Rosenthal: Do you still believe a pitch clock is necessary?

Manfred: I think the clock probably would be a positive on pace of game. I am thinking about what our strategy should be for the next off-season. I think some of the things we have seen this year suggest that maybe we should be thinking a little broader than just pace.

Rosenthal: This is the next question — pace of action. This is an ongoing issue. The trend is clear that there are fewer balls in play, and it’s not just a one-year trend. How concerned are you that for some fans — maybe not all — the game is simply becoming too dull?

Manfred: I don’t believe the game is dull. I just absolutely will not buy into the characterization of our game as dull. I do believe this: There is a growing recognition that analytics have produced certain trends in the game that we may need to be more pro-active about reversing.

There are owners that feel that way. There are fans that feel that way. To me, those are really important indicators of what we ought to be thinking about.

Rosenthal: Early in your tenure, you said you were open to banning shifts. There was immediate blowback. But, as you just mentioned, analytics have produced certain trends. Some people believe the increase in shifts led to the launch-angle revolution, which led to pitchers working more up in the zone, which led to more strikeouts. So, is it time to give more serious consideration to the banning of shifts?
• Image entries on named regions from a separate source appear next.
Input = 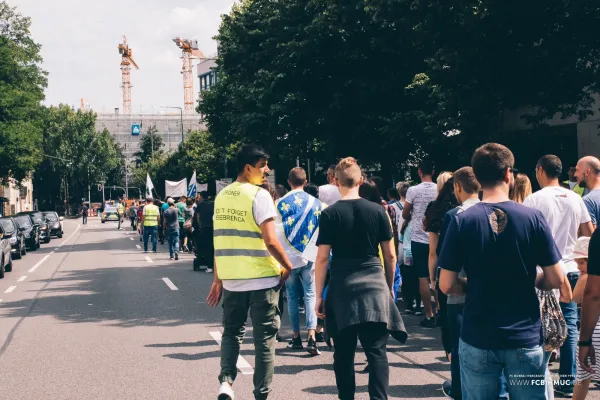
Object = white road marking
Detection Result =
[27,254,50,273]
[163,278,179,290]
[208,332,254,375]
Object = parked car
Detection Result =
[0,228,12,279]
[0,217,27,260]
[17,211,50,243]
[42,211,64,239]
[100,207,120,223]
[13,214,40,251]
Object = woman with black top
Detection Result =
[315,157,407,400]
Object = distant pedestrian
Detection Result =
[315,157,407,399]
[162,198,179,260]
[575,156,600,227]
[319,165,342,206]
[142,197,160,253]
[402,160,437,328]
[81,203,88,225]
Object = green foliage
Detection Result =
[0,1,47,183]
[34,105,124,211]
[199,0,600,175]
[134,125,165,163]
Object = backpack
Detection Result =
[538,290,567,351]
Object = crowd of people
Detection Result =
[196,143,600,400]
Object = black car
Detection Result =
[17,211,50,243]
[0,217,27,260]
[0,225,12,279]
[42,211,64,239]
[13,214,40,251]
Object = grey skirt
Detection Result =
[325,259,408,343]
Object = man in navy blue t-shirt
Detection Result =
[438,143,564,400]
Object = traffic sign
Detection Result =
[131,124,141,136]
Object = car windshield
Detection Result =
[0,219,15,232]
[44,213,58,221]
[15,215,31,228]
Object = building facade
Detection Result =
[96,112,206,161]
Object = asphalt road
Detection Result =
[0,218,600,400]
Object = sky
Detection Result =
[8,0,235,113]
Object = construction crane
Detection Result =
[173,37,206,114]
[119,35,140,114]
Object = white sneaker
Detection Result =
[217,382,235,400]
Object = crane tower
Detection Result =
[173,37,206,114]
[119,35,140,114]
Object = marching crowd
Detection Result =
[197,143,600,400]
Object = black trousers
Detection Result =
[333,322,390,400]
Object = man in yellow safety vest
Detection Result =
[142,197,160,253]
[207,145,292,400]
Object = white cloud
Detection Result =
[9,0,235,112]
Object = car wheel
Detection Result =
[5,254,12,272]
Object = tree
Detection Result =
[0,1,47,184]
[134,125,164,163]
[34,105,124,209]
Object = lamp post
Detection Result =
[161,106,183,146]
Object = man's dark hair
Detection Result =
[304,183,319,199]
[288,167,306,187]
[235,144,269,175]
[471,143,515,187]
[452,167,481,194]
[419,158,433,175]
[387,188,400,200]
[536,154,562,179]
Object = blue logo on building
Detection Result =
[131,124,141,136]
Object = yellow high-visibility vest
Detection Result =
[214,182,281,280]
[144,204,160,226]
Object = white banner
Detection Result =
[165,178,187,199]
[215,181,229,194]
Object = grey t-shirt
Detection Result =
[163,207,179,232]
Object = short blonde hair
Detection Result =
[335,157,362,188]
[437,171,452,193]
[510,174,532,203]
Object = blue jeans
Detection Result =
[285,262,317,333]
[167,231,179,258]
[144,226,158,251]
[446,304,508,400]
[458,340,546,400]
[557,301,579,393]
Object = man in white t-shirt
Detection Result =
[319,165,342,206]
[402,160,437,328]
[207,145,292,400]
[523,154,594,394]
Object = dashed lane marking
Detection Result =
[208,331,254,375]
[163,278,179,290]
[27,254,50,273]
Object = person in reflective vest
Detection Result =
[142,197,160,253]
[207,145,292,400]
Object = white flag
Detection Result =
[146,173,154,197]
[165,178,187,198]
[188,170,196,198]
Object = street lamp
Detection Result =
[160,106,183,146]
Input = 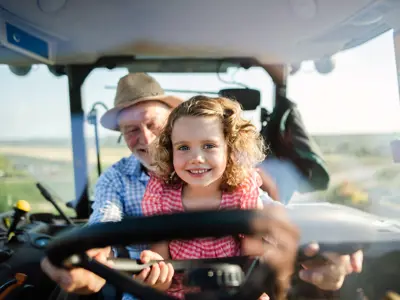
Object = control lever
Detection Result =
[7,200,31,240]
[36,182,74,225]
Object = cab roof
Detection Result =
[0,0,400,65]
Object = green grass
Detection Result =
[0,155,73,215]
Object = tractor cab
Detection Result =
[0,0,400,300]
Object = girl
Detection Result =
[142,96,265,298]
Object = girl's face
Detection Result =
[171,117,227,188]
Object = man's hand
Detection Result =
[40,247,112,295]
[134,250,174,291]
[253,205,300,299]
[299,244,363,291]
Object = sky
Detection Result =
[0,32,400,141]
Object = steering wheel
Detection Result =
[47,210,360,300]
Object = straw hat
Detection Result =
[100,73,183,131]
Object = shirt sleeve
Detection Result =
[142,175,164,216]
[88,169,123,225]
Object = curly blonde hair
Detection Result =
[150,96,266,191]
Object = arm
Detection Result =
[88,169,123,225]
[41,170,122,295]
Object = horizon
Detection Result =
[0,31,400,142]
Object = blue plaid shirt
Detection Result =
[88,155,150,259]
[88,155,280,300]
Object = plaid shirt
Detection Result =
[88,155,279,300]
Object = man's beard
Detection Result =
[134,153,156,171]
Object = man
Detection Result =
[42,73,360,300]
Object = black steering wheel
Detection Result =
[47,210,360,300]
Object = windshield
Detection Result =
[0,32,400,218]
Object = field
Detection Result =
[0,135,400,218]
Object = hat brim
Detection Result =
[100,95,184,131]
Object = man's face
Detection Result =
[118,101,171,169]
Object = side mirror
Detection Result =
[218,89,261,110]
[8,65,32,76]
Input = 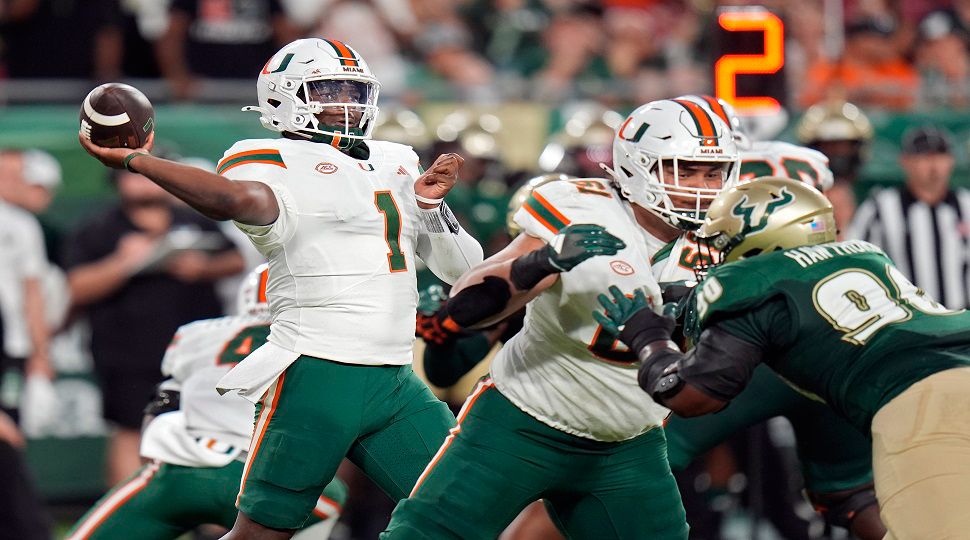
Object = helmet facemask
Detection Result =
[632,151,739,230]
[293,75,380,148]
[243,38,380,150]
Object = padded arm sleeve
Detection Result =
[417,203,484,285]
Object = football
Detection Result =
[81,83,155,148]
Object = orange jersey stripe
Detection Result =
[219,159,286,174]
[313,495,342,519]
[532,191,570,225]
[216,148,280,169]
[256,269,269,304]
[522,204,559,234]
[67,461,161,540]
[408,378,495,497]
[236,371,286,505]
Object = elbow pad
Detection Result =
[446,276,512,328]
[679,326,764,401]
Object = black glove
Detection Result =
[414,306,462,345]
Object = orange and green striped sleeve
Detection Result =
[216,148,286,174]
[522,191,570,234]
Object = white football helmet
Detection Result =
[611,99,741,229]
[236,263,270,317]
[243,38,381,149]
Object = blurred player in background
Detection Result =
[65,150,244,485]
[594,177,970,538]
[796,101,873,234]
[80,38,482,538]
[384,100,739,539]
[67,265,347,540]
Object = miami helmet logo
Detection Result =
[617,116,650,144]
[731,188,795,234]
[262,53,294,75]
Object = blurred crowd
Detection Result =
[0,0,970,110]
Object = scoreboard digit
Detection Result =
[714,8,785,114]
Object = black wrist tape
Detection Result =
[509,246,560,291]
[446,276,512,328]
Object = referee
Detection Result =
[846,126,970,309]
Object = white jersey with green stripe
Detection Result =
[740,141,835,191]
[491,179,668,441]
[650,233,713,284]
[218,138,423,370]
[141,315,270,467]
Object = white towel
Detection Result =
[216,343,300,404]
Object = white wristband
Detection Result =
[421,203,461,234]
[414,193,444,204]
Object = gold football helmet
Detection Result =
[505,173,575,238]
[797,101,873,146]
[696,176,836,262]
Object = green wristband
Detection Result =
[122,152,148,172]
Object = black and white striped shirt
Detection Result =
[846,186,970,309]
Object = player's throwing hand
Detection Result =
[77,132,155,169]
[414,154,465,206]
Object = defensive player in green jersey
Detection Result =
[418,106,886,540]
[594,178,970,538]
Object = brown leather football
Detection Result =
[81,83,155,148]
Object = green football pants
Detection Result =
[664,365,872,493]
[67,461,347,540]
[238,356,455,529]
[381,380,688,540]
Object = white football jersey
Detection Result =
[491,179,669,441]
[224,138,422,365]
[740,141,835,191]
[650,233,716,284]
[141,315,270,467]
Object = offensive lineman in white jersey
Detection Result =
[67,264,347,540]
[676,94,835,193]
[79,35,482,538]
[382,100,738,540]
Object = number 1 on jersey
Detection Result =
[374,191,408,272]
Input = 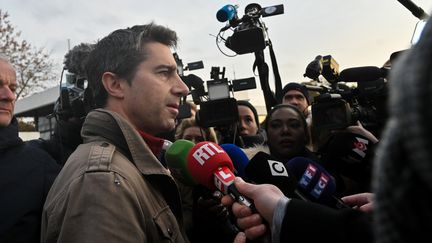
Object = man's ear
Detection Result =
[102,72,126,98]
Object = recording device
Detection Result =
[245,151,309,201]
[285,157,349,209]
[220,143,249,179]
[173,52,205,119]
[165,139,197,186]
[174,53,256,131]
[216,3,284,55]
[191,67,256,130]
[54,43,93,121]
[304,55,389,134]
[187,142,254,209]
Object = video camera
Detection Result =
[304,55,389,137]
[192,67,256,127]
[174,53,256,127]
[54,43,93,121]
[216,3,284,55]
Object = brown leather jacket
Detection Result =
[41,109,189,243]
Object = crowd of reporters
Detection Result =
[0,13,431,242]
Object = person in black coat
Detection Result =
[0,55,60,243]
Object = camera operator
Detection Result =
[282,82,314,151]
[223,13,432,243]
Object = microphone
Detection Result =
[285,157,350,209]
[220,143,249,179]
[187,141,256,208]
[216,4,237,23]
[165,139,196,186]
[339,66,389,82]
[245,151,304,199]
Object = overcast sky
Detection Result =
[0,0,432,108]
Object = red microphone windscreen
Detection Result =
[187,141,234,190]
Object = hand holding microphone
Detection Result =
[222,177,285,239]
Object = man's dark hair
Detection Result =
[86,22,177,108]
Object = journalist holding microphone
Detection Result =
[222,14,432,243]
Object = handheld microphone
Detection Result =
[165,139,196,186]
[285,157,349,209]
[339,66,389,82]
[216,4,237,23]
[220,143,249,179]
[245,151,304,199]
[187,141,255,208]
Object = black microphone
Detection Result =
[339,66,389,82]
[245,151,309,201]
[285,157,350,209]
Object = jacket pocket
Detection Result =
[153,206,181,242]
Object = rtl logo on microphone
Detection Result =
[192,143,226,165]
[299,164,317,189]
[214,166,235,194]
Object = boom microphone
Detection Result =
[285,157,349,209]
[339,66,389,82]
[165,139,196,186]
[220,143,249,179]
[187,141,255,208]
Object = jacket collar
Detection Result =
[0,117,23,150]
[81,109,169,175]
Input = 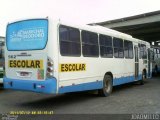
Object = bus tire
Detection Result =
[98,75,113,97]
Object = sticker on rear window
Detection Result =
[8,60,43,69]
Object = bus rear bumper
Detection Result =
[3,77,57,94]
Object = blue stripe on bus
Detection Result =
[4,75,142,94]
[58,81,103,93]
[3,77,57,93]
[113,75,142,86]
[58,75,142,93]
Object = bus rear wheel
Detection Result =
[98,75,113,97]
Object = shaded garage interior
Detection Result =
[92,11,160,46]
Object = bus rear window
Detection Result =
[6,19,48,51]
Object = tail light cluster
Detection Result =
[47,57,53,78]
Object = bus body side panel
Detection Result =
[4,19,57,94]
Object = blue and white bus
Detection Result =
[4,18,152,96]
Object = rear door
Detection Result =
[5,19,48,80]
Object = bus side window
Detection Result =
[124,40,133,59]
[59,25,81,56]
[82,30,99,57]
[99,35,113,58]
[139,44,147,59]
[113,38,124,58]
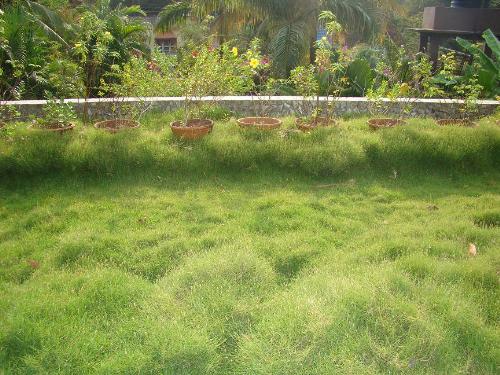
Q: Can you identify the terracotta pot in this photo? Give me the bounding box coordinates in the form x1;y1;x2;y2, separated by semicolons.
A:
368;118;406;130
29;123;75;134
94;119;141;133
436;118;477;128
237;117;282;130
296;117;335;132
170;119;214;139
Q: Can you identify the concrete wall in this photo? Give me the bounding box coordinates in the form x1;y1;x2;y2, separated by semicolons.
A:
0;96;500;119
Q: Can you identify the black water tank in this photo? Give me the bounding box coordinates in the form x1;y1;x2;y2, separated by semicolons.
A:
451;0;490;8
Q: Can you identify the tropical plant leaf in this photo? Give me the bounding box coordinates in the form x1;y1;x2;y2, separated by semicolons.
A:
483;29;500;62
270;23;308;76
456;37;499;74
155;1;193;32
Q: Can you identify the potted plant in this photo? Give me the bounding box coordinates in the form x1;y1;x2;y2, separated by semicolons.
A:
237;39;282;130
0;103;21;129
170;41;220;139
31;97;76;133
367;47;413;130
290;11;348;131
94;66;149;133
433;34;492;127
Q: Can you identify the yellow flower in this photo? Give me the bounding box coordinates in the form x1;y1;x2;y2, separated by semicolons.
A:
249;57;259;69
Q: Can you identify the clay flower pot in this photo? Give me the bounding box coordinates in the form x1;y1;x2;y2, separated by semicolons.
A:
368;118;406;130
29;123;75;134
237;117;282;130
296;117;335;132
170;119;214;139
94;119;141;133
436;118;477;128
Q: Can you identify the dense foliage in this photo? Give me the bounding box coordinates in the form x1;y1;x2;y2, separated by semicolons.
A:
0;0;500;100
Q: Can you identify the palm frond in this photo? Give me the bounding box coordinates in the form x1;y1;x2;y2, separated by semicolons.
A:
155;1;193;32
269;22;309;76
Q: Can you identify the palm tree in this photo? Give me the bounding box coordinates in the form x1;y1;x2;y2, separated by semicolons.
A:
156;0;398;75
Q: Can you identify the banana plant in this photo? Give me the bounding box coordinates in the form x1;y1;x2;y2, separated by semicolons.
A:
457;29;500;98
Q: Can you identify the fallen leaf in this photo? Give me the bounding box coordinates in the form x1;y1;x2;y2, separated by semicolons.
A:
469;243;477;256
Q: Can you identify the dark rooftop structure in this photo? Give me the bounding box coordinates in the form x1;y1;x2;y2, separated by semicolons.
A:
414;0;500;61
113;0;174;16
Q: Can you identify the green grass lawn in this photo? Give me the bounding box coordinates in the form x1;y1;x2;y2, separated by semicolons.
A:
0;115;500;375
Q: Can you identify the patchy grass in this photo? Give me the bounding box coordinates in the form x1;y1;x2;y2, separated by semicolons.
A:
0;116;500;374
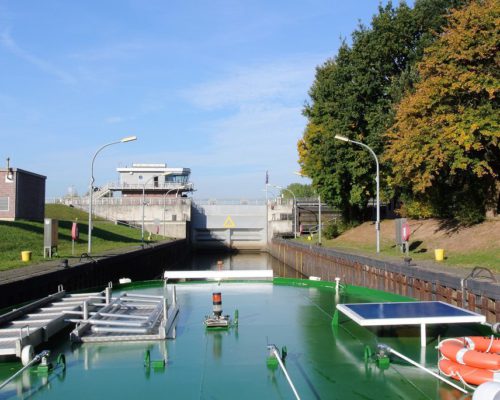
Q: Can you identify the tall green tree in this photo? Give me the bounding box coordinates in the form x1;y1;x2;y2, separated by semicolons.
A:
385;0;500;223
298;0;461;220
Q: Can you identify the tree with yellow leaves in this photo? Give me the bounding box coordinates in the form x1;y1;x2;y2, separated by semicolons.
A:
384;0;500;223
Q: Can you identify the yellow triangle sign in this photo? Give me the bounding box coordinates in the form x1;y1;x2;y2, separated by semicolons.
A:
224;215;236;228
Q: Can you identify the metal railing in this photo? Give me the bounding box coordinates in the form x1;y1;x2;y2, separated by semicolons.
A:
45;196;191;206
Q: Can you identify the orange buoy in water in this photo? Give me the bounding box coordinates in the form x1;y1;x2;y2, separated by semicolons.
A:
212;292;222;317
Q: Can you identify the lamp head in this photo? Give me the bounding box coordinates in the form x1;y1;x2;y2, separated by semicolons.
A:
335;135;351;142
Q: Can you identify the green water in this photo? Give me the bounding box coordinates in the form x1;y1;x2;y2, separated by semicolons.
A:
0;283;476;400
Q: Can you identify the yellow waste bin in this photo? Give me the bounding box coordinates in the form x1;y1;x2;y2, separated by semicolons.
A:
21;251;31;262
434;249;444;261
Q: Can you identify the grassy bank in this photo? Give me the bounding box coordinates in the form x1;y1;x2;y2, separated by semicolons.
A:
298;220;500;272
0;204;168;270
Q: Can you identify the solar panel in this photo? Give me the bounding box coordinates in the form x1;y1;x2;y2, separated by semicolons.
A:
337;301;486;346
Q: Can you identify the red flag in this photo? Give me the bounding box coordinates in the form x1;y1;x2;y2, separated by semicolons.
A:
71;222;78;240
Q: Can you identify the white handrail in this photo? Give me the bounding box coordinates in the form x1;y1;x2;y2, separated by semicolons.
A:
268;344;300;400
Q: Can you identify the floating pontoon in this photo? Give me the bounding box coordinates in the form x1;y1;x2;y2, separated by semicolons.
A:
0;286;105;362
66;287;179;342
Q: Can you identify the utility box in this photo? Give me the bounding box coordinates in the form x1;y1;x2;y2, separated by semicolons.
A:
43;218;59;258
394;218;407;246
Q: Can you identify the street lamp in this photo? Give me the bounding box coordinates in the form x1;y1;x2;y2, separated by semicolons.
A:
87;136;137;255
141;172;172;244
269;184;297;239
335;135;380;253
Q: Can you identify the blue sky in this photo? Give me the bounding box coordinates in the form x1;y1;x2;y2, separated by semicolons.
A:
0;0;398;198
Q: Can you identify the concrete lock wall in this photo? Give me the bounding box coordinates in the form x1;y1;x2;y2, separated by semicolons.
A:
0;240;189;308
269;239;500;323
89;197;191;239
191;203;267;250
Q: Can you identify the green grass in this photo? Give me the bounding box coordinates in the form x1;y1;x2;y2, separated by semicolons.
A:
297;236;500;272
0;204;165;270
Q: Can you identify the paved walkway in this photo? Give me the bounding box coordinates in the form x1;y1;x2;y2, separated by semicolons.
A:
0;246;146;285
0;242;500;285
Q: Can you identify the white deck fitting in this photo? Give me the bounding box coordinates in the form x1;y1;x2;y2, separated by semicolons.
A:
337;301;486;347
163;269;273;279
0;290;105;357
69;288;179;343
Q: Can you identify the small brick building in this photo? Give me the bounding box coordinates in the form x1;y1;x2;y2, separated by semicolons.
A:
0;162;47;221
Manfred: I’m not prepared to get into individual rule changes at this point. This is as far as I will go: I do think there is sentiment in the game for the idea that we need to be more aggressive about managing the trends that have been introduced in the game, at least partly based on analytics. And when I say more aggressive, I mean beyond just pace issues.

Rosenthal: What about mid-inning pitching changes? I don’t know if they fall into this category or not.

Manfred: Same category. I’m just not ready to go there.

Rosenthal: What other ideas are you considering to increase the rate of action?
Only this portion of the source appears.